Patterns of leisure-time PA throughout pregnancy were identified using growth mixture modeling [25] conducted in Mplus version 8 with missing values addressed using full information maximum likelihood [26]. Models included leisure-time PA values (METs-minutes per week) from the three study visits. Due to the skewness of the distributions of total weekly MET-minutes, we applied a log transformation. Having determined the most appropriate form of the growth curve (linear vs. quadratic), we compared the fit of growth mixture models with one- to five-class solutions. Model fit was assessed based on standard fit indices (i.e., AIC, BIC, and sample-adjusted BIC); the inclusion of additional classes was evaluated using likelihood ratio tests. In addition, the number of participants in each class was examined, requiring a minimum of 5–10% of participants per class to avoid the inclusion of spurious classes. Final model selection was informed by the statistical results and interpretation of the classes. Specifically, we determined that a 5-group solution most ideally fit the data based on the statistical results and the fact that patterns matched what is generally known about activity across gestation. For example, this 5-group solution included a group with zero or very low leisure-time PA across pregnancy, while other groups, on average, reported reductions as pregnancy advanced.
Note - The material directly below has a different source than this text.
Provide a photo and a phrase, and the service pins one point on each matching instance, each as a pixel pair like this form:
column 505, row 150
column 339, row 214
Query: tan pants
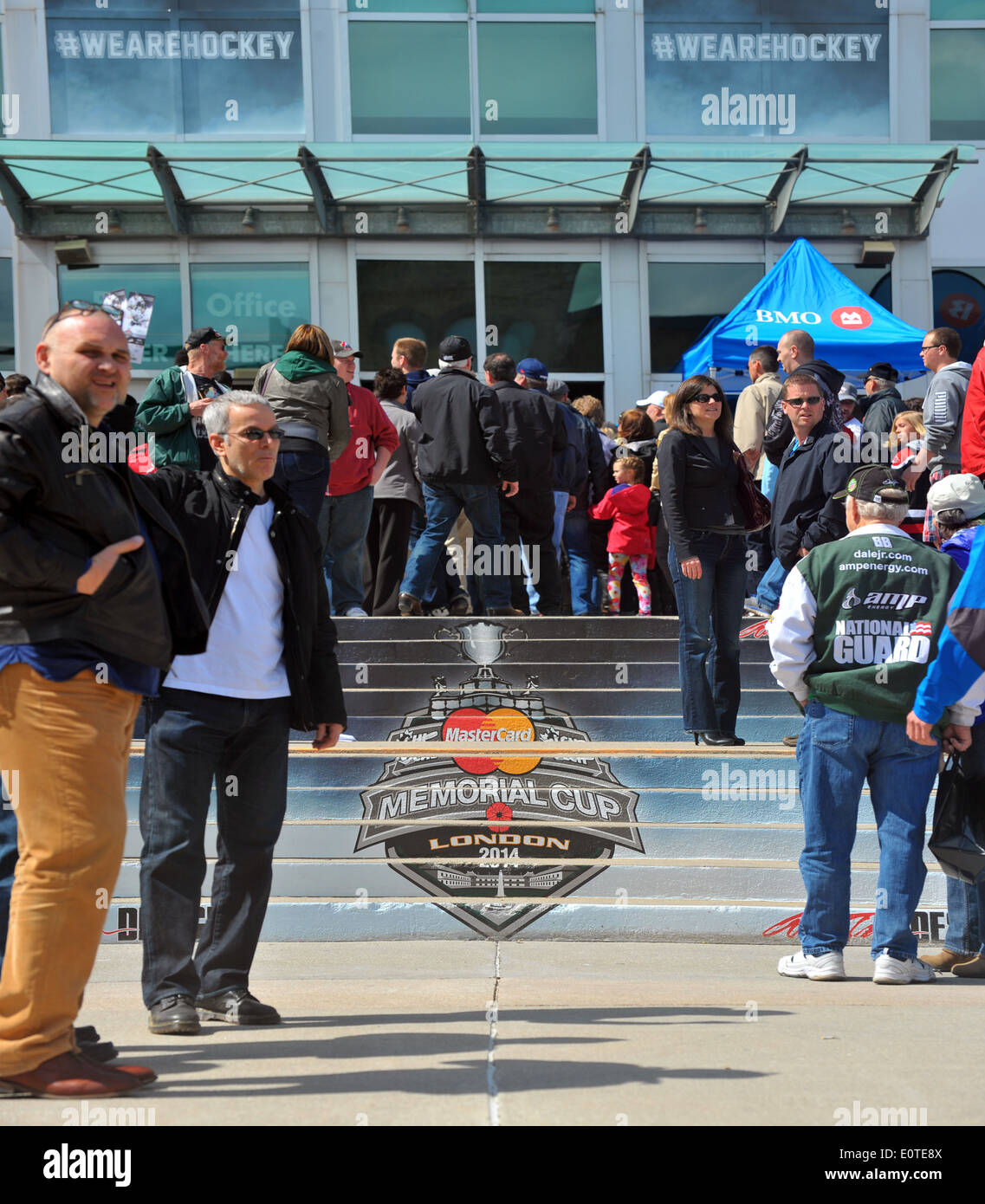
column 64, row 748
We summarized maternal characteristics according to leisure-time PA pattern group, and compared these characteristics using chi square tests and analysis of variance F-tests. We compared occurrence of adverse outcomes in each leisure-time PA pattern group using logistic regression, and adjusted differences for age (linear and quadratic terms), race/ethnicity, early pregnancy BMI (linear and quadratic terms), and smoking status 3 months prior to pregnancy which were covariates selected a priori. As sensitivity analyses, we conducted additional adjusted analyses adding the probability of pattern group membership taken from the growth mixture model to the covariates in the logistic regression model. Odds ratios from all logistic regression models were computed with the most active class as the referent group.